2019年09月13日 | Weblog

 昨日、内科新患担当の先生(大学病院からバイト)から、68歳男性のことで相談された。1週間前から熱感(体温測定はしていない)・食欲不振があって受診していた。

 炎症反応は白血球7100(普段は5000台)・CRP23.4。慢性腎不全で腎臓内科外来(大学病院の先生)に通院していて、透析を考慮する時期になっている。血清クレアチニンは5mg/dl台だが、脱水症傾向で6.69mg/dlになっていた。後で追加した凝固検査でDダイマー3.0・フィブリノーゲン1172(こちらは炎症を反映)だった。

 昨年10月に心臓血管センターのある専門病院で大動脈弁置換術を受けていた(生体弁)。歯科受診はしないように言われていたそうだが、齲歯は自称いっぱいあるという(歯肉腫脹はない)。

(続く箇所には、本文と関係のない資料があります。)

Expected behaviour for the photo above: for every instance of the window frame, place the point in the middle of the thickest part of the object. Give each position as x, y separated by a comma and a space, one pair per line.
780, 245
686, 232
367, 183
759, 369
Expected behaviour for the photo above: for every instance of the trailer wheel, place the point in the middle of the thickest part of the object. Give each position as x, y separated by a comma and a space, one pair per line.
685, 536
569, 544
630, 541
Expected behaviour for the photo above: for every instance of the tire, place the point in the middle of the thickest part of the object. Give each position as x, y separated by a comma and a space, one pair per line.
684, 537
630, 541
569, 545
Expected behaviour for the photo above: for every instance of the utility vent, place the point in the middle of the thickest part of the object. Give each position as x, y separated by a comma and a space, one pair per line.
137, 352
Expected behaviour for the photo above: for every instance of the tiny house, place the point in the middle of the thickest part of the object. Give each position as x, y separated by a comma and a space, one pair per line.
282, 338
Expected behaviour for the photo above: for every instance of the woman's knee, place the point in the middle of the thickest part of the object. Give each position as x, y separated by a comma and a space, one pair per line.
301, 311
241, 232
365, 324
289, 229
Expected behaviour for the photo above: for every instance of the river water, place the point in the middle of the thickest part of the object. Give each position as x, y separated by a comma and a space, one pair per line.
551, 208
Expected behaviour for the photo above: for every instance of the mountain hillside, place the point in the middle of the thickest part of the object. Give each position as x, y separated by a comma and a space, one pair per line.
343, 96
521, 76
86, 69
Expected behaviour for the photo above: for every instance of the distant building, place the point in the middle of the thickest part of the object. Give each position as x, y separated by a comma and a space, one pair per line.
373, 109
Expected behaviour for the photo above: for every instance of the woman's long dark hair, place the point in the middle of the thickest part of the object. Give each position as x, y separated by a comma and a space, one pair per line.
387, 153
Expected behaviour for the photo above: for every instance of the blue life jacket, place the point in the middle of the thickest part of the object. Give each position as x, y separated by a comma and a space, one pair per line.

 5日前から左肩痛で肩が上がらないという。肩関節は若干の熱感くらいで、腫脹・発赤はなかった。むしろ昨日の朝から右手関節痛があり、こちらは発赤・腫脹・熱感がある。手背まで発赤していたので確認したが、蜂窩織炎ではなく、関節炎だった。この影響も考慮された。

 胸部X線に加えて胸腹部CTも行ったが、肺炎はなく、腹部にも腎嚢胞以外に異常はない。関節X線も追加したが、関節内石灰化はなく、関節は案外きれいだった。

 血液培養2セットと尿培養を提出した。入院でと言ったが、車は代車で来ていて、家に誰もいないので帰宅して翌日入院するという。セフトリアキソン1gとソルデム1の500mlを外来で点滴した。

 今朝になって、細菌検査室から連絡が来て、血液培養2セットからグラム陽性球菌が検出されたという。菌名と感受性は早くて明後日には判明するそうだ。

 昨日の心エコーを循環器科Drに診てもらうと、大動脈弁に疣贅があるかもしれないという。確診には経食道エコーが必要になる。置換した大動脈弁の細菌性心内膜炎疑いとして、手術をした病院に連絡した。救急外来で診てくれるというので、さっそく家族に車で向かってもらった。

 今日改めて手足・結膜を見たが、残念ながら敗血症性血栓は指摘できなかった。